Team members should also take an inventory of the resources within the organization and ensure that all employees understand that keeping information secure is a daily battle, Vanderzanden said. Although members typically come from various departments, they should have a common objective: ensuring that the organization has the tools, training and resources necessary to protect information.

Start by including as many departments as possible in the discussion, and figure out what data they store and which employees can access information, Urban recommended. "It's better to be over-inclusive at first to try to understand every possible source of data."

Any contracts with vendors that handle sensitive data—such as payroll and benefits providers—should have a robust information-security clause, Gordon said. HR, IT, legal and procurement should work together to ensure that prospective vendors take appropriate measures to protect information. 

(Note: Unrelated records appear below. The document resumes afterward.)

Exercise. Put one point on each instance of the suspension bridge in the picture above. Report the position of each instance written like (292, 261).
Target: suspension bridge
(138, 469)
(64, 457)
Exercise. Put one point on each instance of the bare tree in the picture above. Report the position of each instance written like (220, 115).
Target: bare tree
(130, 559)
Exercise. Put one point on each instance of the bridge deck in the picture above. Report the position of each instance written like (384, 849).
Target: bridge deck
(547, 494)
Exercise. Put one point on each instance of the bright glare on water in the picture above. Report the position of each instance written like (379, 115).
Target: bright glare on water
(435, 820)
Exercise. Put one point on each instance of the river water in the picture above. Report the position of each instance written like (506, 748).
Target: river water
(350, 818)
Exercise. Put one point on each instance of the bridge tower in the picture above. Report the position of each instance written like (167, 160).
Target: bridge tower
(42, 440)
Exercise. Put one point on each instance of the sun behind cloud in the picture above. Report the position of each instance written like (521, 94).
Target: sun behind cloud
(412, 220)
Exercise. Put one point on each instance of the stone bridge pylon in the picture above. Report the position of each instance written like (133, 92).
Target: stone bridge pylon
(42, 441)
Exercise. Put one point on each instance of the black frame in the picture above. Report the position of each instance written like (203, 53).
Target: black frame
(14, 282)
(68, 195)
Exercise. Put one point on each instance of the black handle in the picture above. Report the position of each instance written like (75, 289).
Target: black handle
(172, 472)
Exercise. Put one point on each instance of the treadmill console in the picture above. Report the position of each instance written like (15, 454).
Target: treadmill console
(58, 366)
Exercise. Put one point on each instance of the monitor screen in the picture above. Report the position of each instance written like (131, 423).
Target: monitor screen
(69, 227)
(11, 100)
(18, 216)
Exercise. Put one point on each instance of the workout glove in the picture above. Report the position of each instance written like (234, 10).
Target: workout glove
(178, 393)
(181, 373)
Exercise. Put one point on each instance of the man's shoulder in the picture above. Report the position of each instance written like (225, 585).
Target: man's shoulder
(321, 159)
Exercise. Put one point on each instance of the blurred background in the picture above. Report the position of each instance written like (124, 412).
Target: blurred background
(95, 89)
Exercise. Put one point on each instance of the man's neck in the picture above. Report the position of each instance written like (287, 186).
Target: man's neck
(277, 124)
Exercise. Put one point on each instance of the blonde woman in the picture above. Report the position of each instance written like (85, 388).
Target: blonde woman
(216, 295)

"It's really important to think about what policies are in place," Urban said. "Compliance can get complicated if you operate in more than one state or even just have customers in more than one state." Consider hiring a consultant to come up with a data-breach plan if no one internally has time to do it, she added.

Full Cycle

The data-security team should interact with employees throughout their time with the company. "During the onboarding process, employers should obtain employees' written agreement to protect employer confidential information and any personally identifiable information to which they may have access," Vanderzanden said.

During employment, HR and IT should work together to provide periodic training to employees about information security, Gordon noted.

Ideally, HR and IT will work together to keep a complete, current and accurate inventory of access and use and any devices workers use for business purposes, Vanderzanden said. "Such an inventory is critical in the event of litigation."

When employees leave, they should return all company-issued equipment and delete all confidential business information from their personal devices, Gordon said. Employers should consider conducting exit interviews to ensure that departing employees are following the appropriate procedures.